Risk factors for 30-day mortality after resection of lung cancer and prediction of their magnitude
- 1Cancer Registry of Norway, 0310 Oslo, Norway
- 2Rotterdam Cancer Registry, P O Box 289, 3000 AG Rotterdam, The Netherlands
- 3Bergsalléen 2A, 0854 Oslo, Norway
- Dr Trond-Eirik Strand, Cancer Registry of Norway, Department of Clinical and Registry-based Research, 0310 Oslo, Norway;
- Received 9 February 2007
- Accepted 10 May 2007
- Published Online First 15 June 2007
Background: There is considerable variability in reported postoperative mortality and risk factors for mortality after surgery for lung cancer. Population-based data provide unbiased estimates and may aid in treatment selection.
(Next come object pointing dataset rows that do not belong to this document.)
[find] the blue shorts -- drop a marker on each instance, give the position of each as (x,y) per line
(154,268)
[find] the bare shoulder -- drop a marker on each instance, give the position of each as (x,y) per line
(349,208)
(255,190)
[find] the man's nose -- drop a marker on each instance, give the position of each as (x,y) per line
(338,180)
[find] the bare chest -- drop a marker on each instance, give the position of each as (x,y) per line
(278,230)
Methods: All patients diagnosed with lung cancer in Norway from 1993 to the end of 2005 were reported to the Cancer Registry of Norway (n = 26 665). A total of 4395 patients underwent surgical resection and were included in the analysis. Data on demographics, tumour characteristics and treatment were registered. A subset of 1844 patients was scored according to the Charlson co-morbidity index. Potential factors influencing 30-day mortality were analysed by logistic regression.
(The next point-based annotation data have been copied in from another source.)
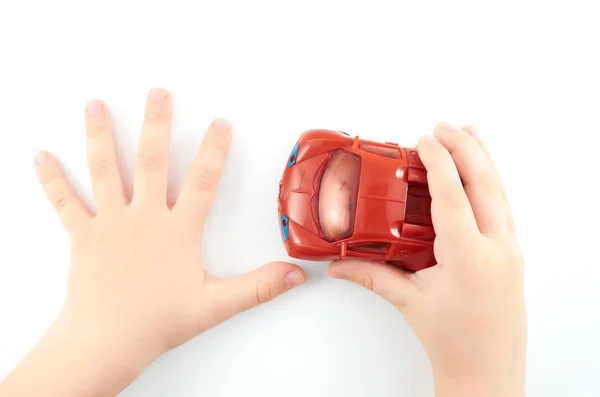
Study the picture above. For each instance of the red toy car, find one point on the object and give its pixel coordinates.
(343, 197)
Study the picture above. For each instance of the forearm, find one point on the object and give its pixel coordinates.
(69, 361)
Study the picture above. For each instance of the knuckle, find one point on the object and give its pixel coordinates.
(151, 161)
(263, 292)
(368, 282)
(221, 139)
(205, 179)
(49, 177)
(488, 184)
(455, 198)
(60, 200)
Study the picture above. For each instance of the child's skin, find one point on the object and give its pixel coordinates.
(137, 286)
Results: The overall postoperative mortality rate was 4.4% within 30 days with a declining trend in the period. Male sex (OR 1.76), older age (OR 3.38 for age band 70–79 years), right-sided tumours (OR 1.73) and extensive procedures (OR 4.54 for pneumonectomy) were identified as risk factors for postoperative mortality in multivariate analysis. Postoperative mortality at high-volume hospitals (⩾20 procedures/year) was lower (OR 0.76, p = 0.076). Adjusted ORs for postoperative mortality at individual hospitals ranged from 0.32 to 2.28. The Charlson co-morbidity index was identified as an independent risk factor for postoperative mortality (p = 0.017). A prediction model for postoperative mortality is presented.
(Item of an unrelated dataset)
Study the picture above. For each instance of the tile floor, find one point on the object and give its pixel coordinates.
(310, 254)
Conclusions: Even though improvements in postoperative mortality have been observed in recent years, these findings indicate a further potential to optimise the surgical treatment of lung cancer. Hospital treatment results varied but a significant volume effect was not observed. Prognostic models may identify patients requiring intensive postoperative care.
Competing interests: None.
All patient information for this study was collected according to Norwegian law and statutory regulations, specifically stating that this information should be used for research purposes without patient consent. Ethics committee approval is thus not sought for this kind of studies.